The Anything People (TAP), the musical duo and their eponymous debut album, are quite the enigma – enigma electronica, if you will. In attempting and then attempting to avoid dissection of their presence and work, two lyrical moments strike me – full of melodious cynicism, in ‘Opaque’ they sing ‘you believe in anything, because we are anything’: a damning observation of our hollow, post-modern state if ever there was one. Their ethos appears to be the very anti of this kind of lost-sheep behaviour. And then they admit, ‘we believe in anything, because you are anything’, perhaps (though I imagine, perhaps not) admitting their own tendencies towards the seduction of ‘anything’: anything being better than nothing.

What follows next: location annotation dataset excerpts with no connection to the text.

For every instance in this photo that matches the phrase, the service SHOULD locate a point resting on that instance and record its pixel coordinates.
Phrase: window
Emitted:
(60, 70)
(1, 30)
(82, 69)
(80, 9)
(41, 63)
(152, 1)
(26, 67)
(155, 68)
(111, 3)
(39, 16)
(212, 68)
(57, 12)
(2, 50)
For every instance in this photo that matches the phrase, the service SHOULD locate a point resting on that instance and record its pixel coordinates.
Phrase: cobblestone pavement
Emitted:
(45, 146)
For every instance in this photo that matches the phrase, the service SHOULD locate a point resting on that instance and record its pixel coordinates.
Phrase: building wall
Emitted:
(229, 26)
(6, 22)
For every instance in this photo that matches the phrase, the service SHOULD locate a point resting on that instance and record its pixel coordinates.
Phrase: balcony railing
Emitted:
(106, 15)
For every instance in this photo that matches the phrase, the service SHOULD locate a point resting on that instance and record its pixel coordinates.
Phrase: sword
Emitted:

And so, before I write of the second lyrical epiphany (or anti-epiphany, for I am none the wiser), I shall speak of their music.

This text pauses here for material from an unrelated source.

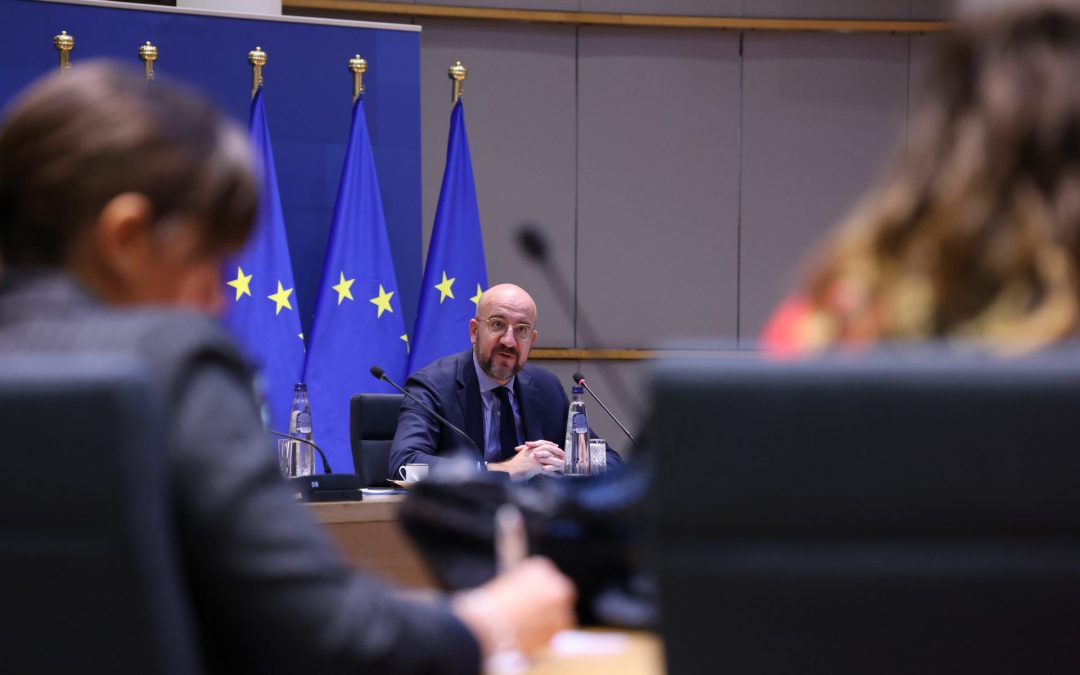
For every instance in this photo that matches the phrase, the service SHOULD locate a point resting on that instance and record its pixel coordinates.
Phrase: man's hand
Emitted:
(518, 609)
(532, 458)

TAP: this is electronica, this is hip hop, though they profess that they ‘[brew] intriguing ideas and inventive designs that choose not to abide by the limitations set by the general hip hop community’. Thus we have a post-hip hop sensibility infused by a European synth feel, a touch of electronic-orchestral, a smidgeon of musique concrete/musique abstraite: I sense a stroke of Kraftwork, Walter Carlos, Schaeffer, Russolo, Pratella & Cage.
cf. the automotronic mayhem that segues betwixt ‘The Trust’ and ‘Have a Good One!’; the change in tempo towards the end of ‘Safe Distance’ and the driving thump, infused with haunting chanting of ‘Cool Kidz Combo’; the pseudo-orchestrations of ‘In The Clear’.

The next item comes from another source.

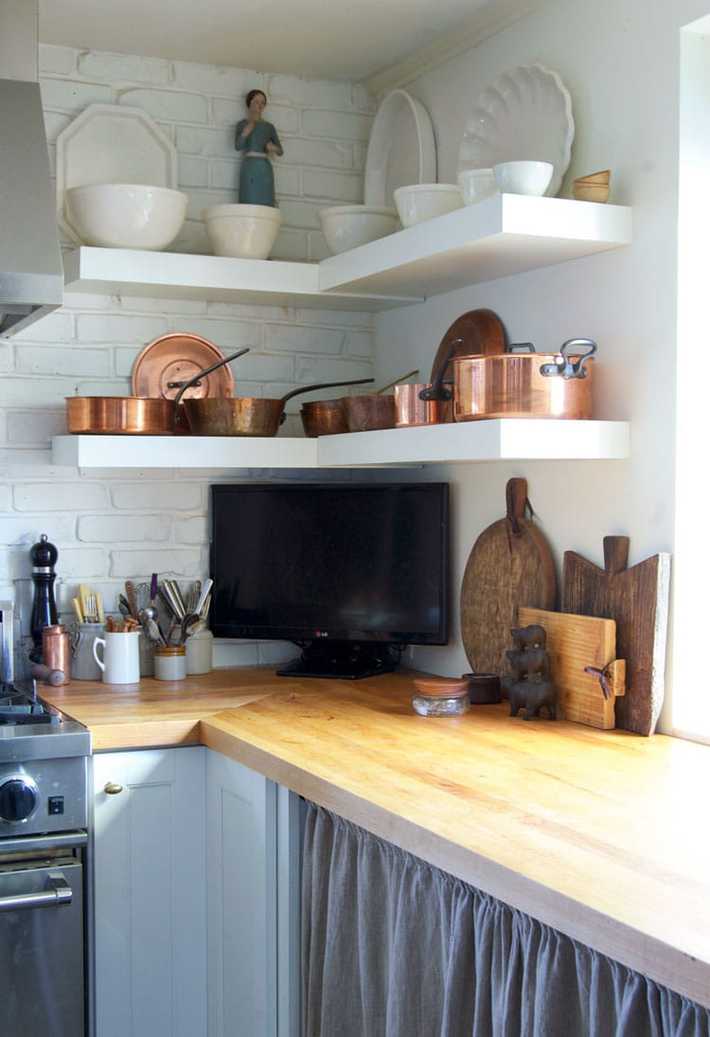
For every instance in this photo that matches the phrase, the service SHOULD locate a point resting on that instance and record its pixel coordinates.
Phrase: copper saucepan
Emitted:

This album contains some catchy tunes. It has atmosphere, scope and an under-the-skin quality: I smiled, I closed my eyes. I really like this album.
And so onto the second lyrical moment that makes my understanding of the TAP boys ever oblique. TAP themselves again: ‘Critics may say that TAP is a gimmick in itself with elitist egocentricities, but driven by an opinionated belittling curve’ and it’s easy to view this music, this project as one that has a tongue somewhat in its cheek. It’s also easy to see that these guys have an earnest dedication, a conviction, a passion fuelling their creativity: this is music that at one level really means business. Then, in ‘Showtime’ they tell us, ‘you don’t even know, this is just a show.’ To me, this is telling and sums up the post-structuralist sensibility that states we are all living in our own constructed performance, a performance built from the materials of available discourse therefore we are not ‘real’, this is not ‘real’ – it’s a construct, a device, a stage. A show. Yet, as Brecht showed us, even the most entertaining of shows can have a biting substance, a subversive intent to pull the rug out from under us.